Though things were shaky, the strong foundation she’s built by investing in the community itself—she has invested in several downtown Troy buildings since 2017 with eventual hopes to renovate them and deepen the offerings available—made itself known.
“We were seeing a lot of the fruits of what we’ve planted in the last four and a half years, in light of a tragedy like a pandemic,” she said. ”All the time and investment that was there started showing in our time of need. I was surprised and moved by how many people wanted to help.”
In 2017, Kim reached out to the Community Economic Development Clinic within The Justice Center at Albany Law School to establish a nonprofit arm of Sunhee’s. The designation allowed Kim to expand her services. During the pandemic, it has been a crucial piece in keeping the business going because it allows them to apply for loans and grants, and accept donations. They currently offer free English lessons—virtually for now—a pantry package program, and collaborative community events.
Through efforts from professors and students within the clinic, Kim had her first look at the Albany Law community. Her time as a client was “seamless and natural” but her biggest takeaway was the human element of those who helped her get established. She looks forward to working on the other side of the table as a law student.

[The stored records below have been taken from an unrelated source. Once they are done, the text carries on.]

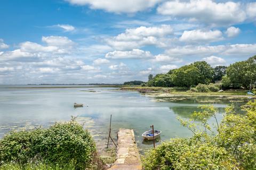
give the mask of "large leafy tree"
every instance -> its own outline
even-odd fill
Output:
[[[209,84],[212,81],[214,70],[211,65],[205,61],[195,62],[191,64],[198,69],[199,80],[198,83]]]
[[[213,75],[213,81],[221,80],[222,76],[226,75],[226,70],[227,66],[220,65],[216,66],[214,69],[214,74]]]
[[[227,75],[235,87],[249,88],[251,80],[256,81],[256,56],[231,64],[227,69]]]
[[[201,74],[197,67],[189,65],[173,71],[171,76],[175,86],[189,87],[199,82]]]

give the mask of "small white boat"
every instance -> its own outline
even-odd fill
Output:
[[[142,133],[142,137],[144,139],[147,140],[153,140],[153,130],[149,130],[147,131]],[[154,137],[155,139],[160,137],[160,134],[161,133],[161,131],[158,131],[157,130],[154,130]]]
[[[76,103],[74,103],[74,107],[84,107],[84,105],[83,104],[77,104]]]

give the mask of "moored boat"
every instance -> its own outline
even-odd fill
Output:
[[[161,131],[155,130],[154,131],[154,138],[156,139],[160,137],[160,134],[161,132]],[[149,130],[147,131],[146,131],[142,133],[142,137],[144,138],[144,139],[153,140],[153,130]]]
[[[83,107],[84,105],[82,104],[74,103],[74,107]]]

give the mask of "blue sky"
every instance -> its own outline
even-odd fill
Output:
[[[256,2],[1,1],[0,83],[123,83],[256,55]]]

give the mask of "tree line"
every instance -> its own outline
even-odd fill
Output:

“They were all a part of the community. They actually came to our business and supported us. They were customers,” she said of The Justice Center’s students and staff. “I loved being able to see that dual nature of [them as] professionals but also as part of the community. I appreciated the earnest manner that everyone engaged with us in. The students were also phenomenal—I can’t wait to be one of them [working in the clinic].”
Kim and her family migrated from South Korea when she was 3 years old. She attended Boston College and worked in refugee resettlement offices before and during her return to the Capital Region. Her parents own and operate a 41-acre farm in Washington County and Kim enjoys the harmony of city life in Troy and the accessibility to respite offered by the region’s location.
“It’s a central location with access to the best of both worlds,” she said. “For me, Troy was that perfect place. Everything is still coming together. The opportunities are endless.”
Her efforts are being noticed. In August, she was named one of the Albany Business Review's Women on the Rise for 2020. The annual award recognizes women in the Captial Region making an impact.
So far, she’s finding many of the introductory concepts learned in the first year of law school appear in business operations too. Kim hopes her law degree can help her establish legal service offerings at Sunhee’s. She’s looking forward to getting the full picture of many pieces of the law, especially areas that impact those whom Sunhee’s helps—practice areas such as family law, tax law, and immigration law.
“I love it. I’ve found that even what I’m learning as a 1L can apply to business. It’s all relevant,” she said. “It all really connects and I think as a small business owner it’s a really cool opportunity to have that real-life application happening around us as I read about it in textbooks.”
Though she’ll be balancing her business and law school, Kim does hope to get involved in student activities that also tie into Sunhee’s mission. It’s been tricky with pandemic protocols, but she’s still enjoying it and making connections with professors and classmates.
“There’s still solidarity. The overall atmosphere and the culture that Albany Law creates is one of collaboration. It’s very community-oriented and I’m really impressed by that. The same as work culture, it takes years to facilitate that,” she said. “We’re here to help each other and make this into an experience, rather than just [earn] a degree. Just like a restaurant, a lot of things go into making that a possibility.”